The comm beeps back into life in my hand. “Todd?” I hear. “Todd, are you there?”
“Do you trust me, Todd?” the Mayor says.
“Tell me what’s going on,” I say.
But he just asks me again. “Do you trust me?”
“Todd?” Viola says.
“Viola?” I finally hear again.
“Todd, what’s happening?” I say, looking worried up to Bradley. “What do you mean we’re in danger?”
“Just . . .” and there’s a pause. “Hold tight for a second.” And he clicks off.
“I’ll go get the horses,” Bradley says.
“Wait,” I say. “He said to hold tight.”
“He also said we’re in danger,” Bradley says. “And if what I saw is true–”
“How far do you think we’d get if they wanted to hurt us?”
We can see some faces looking back at us now from the Spackle half-circle, flickering in the firelight. It doesn’t feel threatening, but I’m gripping the comm tight, hoping Todd knows what he’s doing.
“What if this was their plan all along?” Bradley says, keeping his voice low. “To get us into negotiations and then make a demonstration of what they’re capable of?”
“I didn’t get any feeling from the Sky that we were in danger,” I say. “Not once. Why would he do that? Why would he risk it?”
“To have more leverage.”
I pause as I realize what he means. “The punishments.”
Bradley nods. “Maybe they’re going after the President.”
I sit up further, remembering the Sky’s images of the genocide. “Which means they’re going right for Todd.”
“Make the final preparations, Captain.”
“Yes, sir,” Mr Tate salutes.
“And wake Captain O’Hare, please.”
Mr Tate smiles. “Yes, sir,” he says again and leaves.
“Tell me what’s going on,” I say, “or I go up there myself and get her down. I’m trusting you for now but that ain’t gonna last–”
“I’m on top of things, Todd,” the Mayor says. “You’ll be pleased when you find out how much.”

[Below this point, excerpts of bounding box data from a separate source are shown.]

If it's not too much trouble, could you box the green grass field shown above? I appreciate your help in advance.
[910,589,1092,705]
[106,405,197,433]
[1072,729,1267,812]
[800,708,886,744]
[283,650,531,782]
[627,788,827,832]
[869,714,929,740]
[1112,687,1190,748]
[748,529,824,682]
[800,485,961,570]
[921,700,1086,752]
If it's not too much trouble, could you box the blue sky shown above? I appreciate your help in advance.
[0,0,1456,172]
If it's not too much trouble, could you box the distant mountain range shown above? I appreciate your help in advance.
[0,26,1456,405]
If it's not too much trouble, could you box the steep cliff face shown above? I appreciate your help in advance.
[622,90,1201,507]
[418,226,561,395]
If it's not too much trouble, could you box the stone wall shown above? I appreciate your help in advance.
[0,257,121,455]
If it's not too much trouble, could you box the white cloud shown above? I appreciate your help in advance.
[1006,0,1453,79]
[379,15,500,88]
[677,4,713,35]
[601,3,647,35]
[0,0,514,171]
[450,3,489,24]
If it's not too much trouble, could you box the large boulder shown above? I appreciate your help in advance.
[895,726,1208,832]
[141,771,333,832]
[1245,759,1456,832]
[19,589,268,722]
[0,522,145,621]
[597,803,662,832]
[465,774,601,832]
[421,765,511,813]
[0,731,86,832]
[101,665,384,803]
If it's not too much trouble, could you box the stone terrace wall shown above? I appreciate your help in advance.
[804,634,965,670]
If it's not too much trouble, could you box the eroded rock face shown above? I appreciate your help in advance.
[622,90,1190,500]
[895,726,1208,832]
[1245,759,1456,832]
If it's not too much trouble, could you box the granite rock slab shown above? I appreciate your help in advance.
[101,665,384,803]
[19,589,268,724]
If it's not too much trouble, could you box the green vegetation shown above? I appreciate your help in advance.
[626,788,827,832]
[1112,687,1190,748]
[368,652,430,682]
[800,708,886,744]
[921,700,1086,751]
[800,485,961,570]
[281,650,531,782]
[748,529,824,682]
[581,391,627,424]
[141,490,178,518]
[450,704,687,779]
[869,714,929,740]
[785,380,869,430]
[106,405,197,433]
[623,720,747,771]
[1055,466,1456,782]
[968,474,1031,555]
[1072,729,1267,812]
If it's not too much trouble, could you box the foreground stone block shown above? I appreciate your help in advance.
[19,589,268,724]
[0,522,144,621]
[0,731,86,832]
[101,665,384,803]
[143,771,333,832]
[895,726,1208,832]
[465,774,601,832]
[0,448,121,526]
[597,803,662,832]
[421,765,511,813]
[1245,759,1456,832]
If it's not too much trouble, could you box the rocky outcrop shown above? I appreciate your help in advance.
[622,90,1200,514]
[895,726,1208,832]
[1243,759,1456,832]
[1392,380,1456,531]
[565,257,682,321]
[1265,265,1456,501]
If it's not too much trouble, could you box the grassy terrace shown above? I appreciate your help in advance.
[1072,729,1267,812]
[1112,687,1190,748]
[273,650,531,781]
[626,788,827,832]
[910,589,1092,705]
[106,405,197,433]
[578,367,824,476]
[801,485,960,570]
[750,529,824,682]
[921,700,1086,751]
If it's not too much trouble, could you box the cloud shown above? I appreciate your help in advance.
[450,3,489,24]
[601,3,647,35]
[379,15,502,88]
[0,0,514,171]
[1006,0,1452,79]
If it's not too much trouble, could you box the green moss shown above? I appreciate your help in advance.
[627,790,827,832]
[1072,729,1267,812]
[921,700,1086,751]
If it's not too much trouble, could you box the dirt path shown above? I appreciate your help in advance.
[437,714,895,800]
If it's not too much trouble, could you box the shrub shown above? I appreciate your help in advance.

“On top of them how?” I ask. “How can you know anything about what’s happening?”
“Let’s put it this way,” he says, his eyes flashing, “the Spackle we captured told us more than he thought.”
“What?” I say. “What did he tell us?”
He smiles, almost like he can’t believe it. “They’re coming to get us, Todd,” he says, his voice all amused-sounding. “They’re coming to get me and you.”
“What are we meant to be looking for?” Simone asks from the scout ship, still parked on the hilltop.
“Just anything unusual in the probes.” I look at Bradley. “Bradley thinks he saw an attacking party in their Noise.”
“It’s a show of strength,” Mistress Coyle says. “Trying to prove they’ve still got the upper hand.”
“We think they might be going for the Mayor,” I say. “They kept asking us to turn him over so they could punish him for his crimes.”
“And that would be bad?” Mistress Coyle says.
“If they go for the President,” Bradley says, meeting my eye. “Todd’ll be right beside him.”
“Oh,” Mistress Coyle says. “That’s a bit more problematic for everyone, isn’t it?”
“We don’t know any of this for sure,” I say. “This could all be some misunderstanding. Their Noise isn’t like ours, it’s–”
“Wait,” Simone says. “I see something.”
I look out from the hilltop and see one of the probes flying towards the south of the town. I can hear from the Noise of the Spackle behind me that they see it, too. “Simone?”
“Lights,” she says. “Something’s on the march.”
“Sir!” Mr O’Hare says, face all puffy like he just woke up. “Lights have been spotted south of town! The Spackle are marching on us!”
“Are they?” the Mayor says, fake-surprised. “Then you’d better send some troops to meet our enemy, hadn’t you, Captain?”
“I’ve already ordered squadrons to prepare to march, sir,” Mr O’Hare says, looking pleased and directing a sneer right at me.
“Excellent,” the Mayor says. “I eagerly await your report.”
“Yes, sir!” Mr O’Hare salutes and trots away to meet his squadrons, ready to lead ’em into battle.
I frown. Something ain’t right.
Viola’s voice comes over my comm. “Todd! Simone says there are lights on the road to the south! The Spackle are coming!”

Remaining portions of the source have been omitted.